You love your wife to make her lovely. You don't love her merely because she is lovely. She will not be the same sort of lovely at 30 that she will be at 70, so you better love her into loveliness. This is exactly what Christ does for us.

Yes, you married an attractive girl. You're excited about a lot of things about her. But you better not let that be the main way you relate to her, otherwise it will backfire on you. You will constantly be drawing your strength for love from her lovableness instead of from Christ's love for you, which you in turn love her with so that she is lovely in your love.

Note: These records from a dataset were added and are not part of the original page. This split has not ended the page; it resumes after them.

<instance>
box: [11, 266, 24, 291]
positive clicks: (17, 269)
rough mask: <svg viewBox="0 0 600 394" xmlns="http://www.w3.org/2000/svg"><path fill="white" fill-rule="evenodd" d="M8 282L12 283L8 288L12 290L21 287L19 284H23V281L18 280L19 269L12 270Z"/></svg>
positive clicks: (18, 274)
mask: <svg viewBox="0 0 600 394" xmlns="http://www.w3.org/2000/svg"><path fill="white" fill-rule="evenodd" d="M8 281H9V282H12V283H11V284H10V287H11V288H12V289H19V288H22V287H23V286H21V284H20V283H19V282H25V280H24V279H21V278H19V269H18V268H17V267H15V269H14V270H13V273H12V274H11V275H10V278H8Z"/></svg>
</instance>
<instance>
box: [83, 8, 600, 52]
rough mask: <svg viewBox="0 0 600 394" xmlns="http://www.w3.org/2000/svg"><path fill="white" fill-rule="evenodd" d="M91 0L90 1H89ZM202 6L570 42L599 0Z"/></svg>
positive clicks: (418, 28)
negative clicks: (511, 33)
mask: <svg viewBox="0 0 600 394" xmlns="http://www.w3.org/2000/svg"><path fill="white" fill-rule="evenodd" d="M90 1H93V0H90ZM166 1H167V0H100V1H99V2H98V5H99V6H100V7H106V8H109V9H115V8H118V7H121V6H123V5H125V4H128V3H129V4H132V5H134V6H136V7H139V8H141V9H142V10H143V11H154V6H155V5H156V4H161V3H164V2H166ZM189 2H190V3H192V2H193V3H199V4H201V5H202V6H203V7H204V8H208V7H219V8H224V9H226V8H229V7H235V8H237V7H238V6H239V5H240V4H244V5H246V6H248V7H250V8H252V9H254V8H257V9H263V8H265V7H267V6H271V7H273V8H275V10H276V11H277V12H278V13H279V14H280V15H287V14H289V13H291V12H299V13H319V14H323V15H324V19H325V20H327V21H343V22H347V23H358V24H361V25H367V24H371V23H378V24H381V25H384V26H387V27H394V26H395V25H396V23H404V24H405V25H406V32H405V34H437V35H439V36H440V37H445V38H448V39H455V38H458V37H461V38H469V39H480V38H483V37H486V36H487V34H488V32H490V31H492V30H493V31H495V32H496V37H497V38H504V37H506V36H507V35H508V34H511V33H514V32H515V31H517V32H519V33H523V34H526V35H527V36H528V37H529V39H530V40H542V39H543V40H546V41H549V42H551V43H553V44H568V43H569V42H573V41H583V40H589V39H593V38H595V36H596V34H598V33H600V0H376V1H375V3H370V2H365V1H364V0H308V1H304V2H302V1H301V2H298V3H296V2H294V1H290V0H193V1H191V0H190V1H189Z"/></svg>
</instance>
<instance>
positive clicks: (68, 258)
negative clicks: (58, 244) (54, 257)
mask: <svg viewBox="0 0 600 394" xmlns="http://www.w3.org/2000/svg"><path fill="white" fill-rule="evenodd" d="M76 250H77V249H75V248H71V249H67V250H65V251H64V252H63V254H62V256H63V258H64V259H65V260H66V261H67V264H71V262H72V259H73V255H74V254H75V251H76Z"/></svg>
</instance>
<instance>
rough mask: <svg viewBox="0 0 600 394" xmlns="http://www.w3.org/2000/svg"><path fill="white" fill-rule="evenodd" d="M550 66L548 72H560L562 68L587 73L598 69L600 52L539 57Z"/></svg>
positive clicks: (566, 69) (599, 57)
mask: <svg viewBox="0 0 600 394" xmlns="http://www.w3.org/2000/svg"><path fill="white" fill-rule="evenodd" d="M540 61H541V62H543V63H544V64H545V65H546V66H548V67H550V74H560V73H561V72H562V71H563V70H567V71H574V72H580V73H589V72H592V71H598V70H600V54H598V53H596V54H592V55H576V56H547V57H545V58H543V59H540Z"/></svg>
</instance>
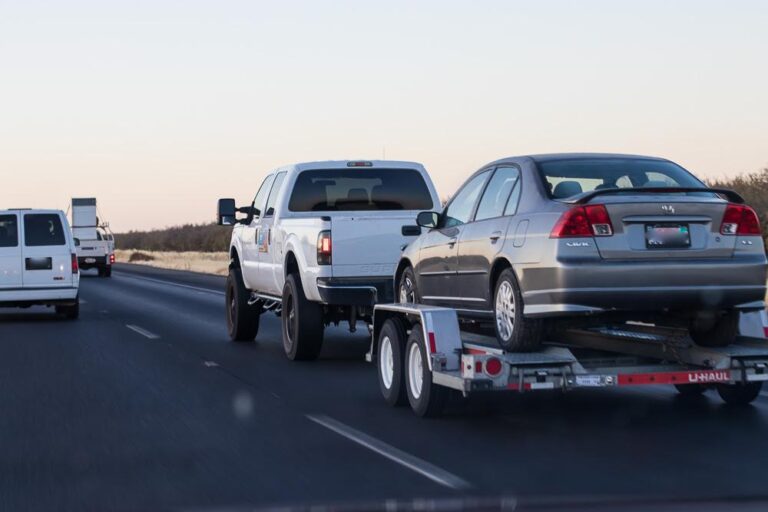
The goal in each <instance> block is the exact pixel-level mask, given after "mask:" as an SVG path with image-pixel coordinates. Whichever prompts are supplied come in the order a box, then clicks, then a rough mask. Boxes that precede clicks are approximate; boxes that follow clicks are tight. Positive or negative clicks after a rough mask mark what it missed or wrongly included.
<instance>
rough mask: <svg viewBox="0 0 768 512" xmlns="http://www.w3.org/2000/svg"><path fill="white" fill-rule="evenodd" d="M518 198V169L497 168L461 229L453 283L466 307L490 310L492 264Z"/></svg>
mask: <svg viewBox="0 0 768 512" xmlns="http://www.w3.org/2000/svg"><path fill="white" fill-rule="evenodd" d="M519 198H520V170H519V169H518V168H517V167H514V166H505V167H499V168H497V169H496V170H495V171H494V173H493V176H492V177H491V179H490V180H489V181H488V185H487V186H486V187H485V190H484V192H483V197H482V199H481V200H480V203H479V205H478V207H477V212H476V213H475V216H474V222H471V223H469V224H467V225H466V226H464V228H463V231H462V234H461V238H460V239H459V244H458V252H459V255H458V261H459V263H458V275H457V277H456V285H457V289H458V290H459V292H460V293H459V295H460V296H461V300H462V303H463V305H464V307H466V308H468V309H482V310H490V309H491V300H492V296H493V292H492V291H491V287H492V286H493V284H492V283H491V282H490V272H491V266H492V265H493V263H494V261H495V259H496V256H497V255H498V254H499V252H500V251H501V248H502V247H503V246H504V240H505V238H506V235H507V230H508V228H509V226H510V223H511V222H512V215H514V213H515V211H516V210H517V203H518V200H519Z"/></svg>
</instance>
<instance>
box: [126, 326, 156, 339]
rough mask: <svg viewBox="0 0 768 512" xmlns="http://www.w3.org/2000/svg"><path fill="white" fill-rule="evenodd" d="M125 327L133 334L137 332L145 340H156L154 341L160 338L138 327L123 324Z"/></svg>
mask: <svg viewBox="0 0 768 512" xmlns="http://www.w3.org/2000/svg"><path fill="white" fill-rule="evenodd" d="M125 326H126V327H127V328H129V329H130V330H132V331H133V332H137V333H139V334H141V335H142V336H144V337H146V338H149V339H151V340H156V339H159V338H160V336H158V335H157V334H155V333H152V332H149V331H148V330H146V329H142V328H141V327H139V326H138V325H131V324H125Z"/></svg>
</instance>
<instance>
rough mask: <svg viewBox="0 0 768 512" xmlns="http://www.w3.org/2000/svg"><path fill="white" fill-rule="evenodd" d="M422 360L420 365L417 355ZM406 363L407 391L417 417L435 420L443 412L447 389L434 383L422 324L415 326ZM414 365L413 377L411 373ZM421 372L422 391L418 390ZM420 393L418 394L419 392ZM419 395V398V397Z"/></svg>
mask: <svg viewBox="0 0 768 512" xmlns="http://www.w3.org/2000/svg"><path fill="white" fill-rule="evenodd" d="M417 353H418V357H419V358H420V361H421V362H420V364H417V363H418V359H416V354H417ZM404 357H405V361H404V363H405V364H404V365H403V369H404V373H405V389H406V394H407V396H408V402H409V403H410V404H411V409H413V412H415V413H416V415H417V416H421V417H423V418H434V417H436V416H439V415H440V414H441V413H442V412H443V407H444V406H445V399H446V396H447V394H448V393H447V389H446V388H444V387H442V386H438V385H436V384H435V383H434V382H432V372H430V371H429V363H428V362H427V357H429V356H428V354H427V350H426V347H425V346H424V334H423V333H422V328H421V324H414V325H413V328H412V330H411V335H410V336H409V337H408V343H407V344H406V346H405V354H404ZM411 365H413V375H412V371H411ZM419 370H420V378H421V389H420V390H418V379H419ZM417 391H418V392H417ZM417 395H418V396H417Z"/></svg>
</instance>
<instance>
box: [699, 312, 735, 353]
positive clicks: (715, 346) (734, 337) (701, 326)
mask: <svg viewBox="0 0 768 512" xmlns="http://www.w3.org/2000/svg"><path fill="white" fill-rule="evenodd" d="M738 333H739V314H738V313H737V312H735V311H727V312H725V313H723V314H722V315H721V316H720V317H719V318H718V319H717V320H716V321H715V322H714V324H710V325H707V326H697V325H696V323H695V322H694V323H693V324H692V325H691V328H690V334H691V338H692V339H693V341H694V342H695V343H696V344H697V345H700V346H702V347H727V346H728V345H730V344H731V343H733V342H734V341H735V340H736V336H737V335H738Z"/></svg>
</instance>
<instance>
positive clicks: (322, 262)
mask: <svg viewBox="0 0 768 512" xmlns="http://www.w3.org/2000/svg"><path fill="white" fill-rule="evenodd" d="M332 253H333V244H332V243H331V232H330V231H328V230H326V231H321V232H320V233H319V234H318V235H317V264H318V265H330V264H331V255H332Z"/></svg>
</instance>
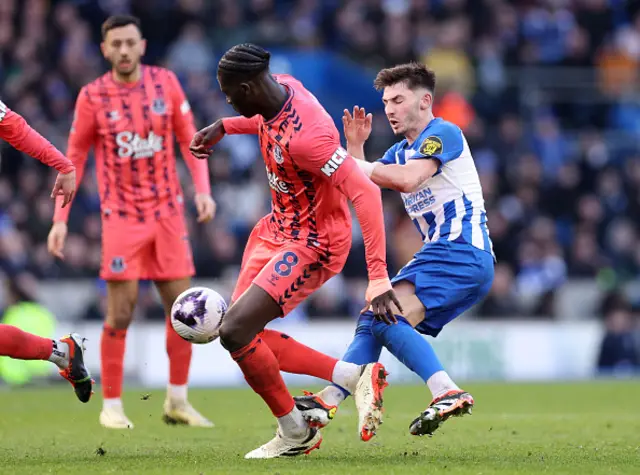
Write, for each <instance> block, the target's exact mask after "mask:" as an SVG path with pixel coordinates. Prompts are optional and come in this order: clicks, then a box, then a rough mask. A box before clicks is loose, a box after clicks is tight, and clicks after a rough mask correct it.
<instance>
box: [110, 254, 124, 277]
mask: <svg viewBox="0 0 640 475" xmlns="http://www.w3.org/2000/svg"><path fill="white" fill-rule="evenodd" d="M110 268H111V272H113V273H114V274H119V273H121V272H124V270H125V269H126V268H127V265H126V264H125V263H124V257H114V258H113V259H111V266H110Z"/></svg>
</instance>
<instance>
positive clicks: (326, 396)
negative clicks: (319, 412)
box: [317, 386, 346, 406]
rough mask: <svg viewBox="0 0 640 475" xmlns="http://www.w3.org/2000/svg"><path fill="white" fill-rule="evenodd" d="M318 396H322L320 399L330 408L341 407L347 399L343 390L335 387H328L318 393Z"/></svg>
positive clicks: (326, 387)
mask: <svg viewBox="0 0 640 475" xmlns="http://www.w3.org/2000/svg"><path fill="white" fill-rule="evenodd" d="M317 395H318V396H320V399H322V400H323V401H324V402H326V403H327V404H329V405H330V406H339V405H340V403H341V402H342V401H344V400H345V398H346V396H345V395H344V393H343V392H342V390H341V389H340V388H337V387H335V386H327V387H326V388H324V389H323V390H322V391H320V392H319V393H317Z"/></svg>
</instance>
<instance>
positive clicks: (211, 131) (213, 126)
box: [189, 120, 224, 160]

Be done with the need for pity. Be done with pouting and sulking when you don't get what you want, which is so immature. You will be regularly disappointed because you are a perfectionist. Your wants are not going to be satisfied as often as you would like. Instead of pouting and pitying yourself, draw down strength from Christ to stop being a person who merely reacts, and instead be a strong initiative taker. Bring hope and strength to your family. Don't use your family, and then when they don't meet your needs you go off pouting. Bring Christ to your family. They need you to be a leader.

Do not return evil for evil. Be tenderhearted. Be tender-mouthed. Be tender-handed. Even in her harshest moments, don't return harsh for harsh, don't return blunt for blunt, don't return hurt for hurt. A soft answer may restore her soul.

Marriage is a shadow. It is a parable pointing to something vastly greater. Go to Jesus. Get all the strength you need. Then come to your marriage and savor the gift that it is. Don't belittle it. It is a beautiful gift. Savor the friendship. Savor the sex. Just know that it is always pointing to something greater.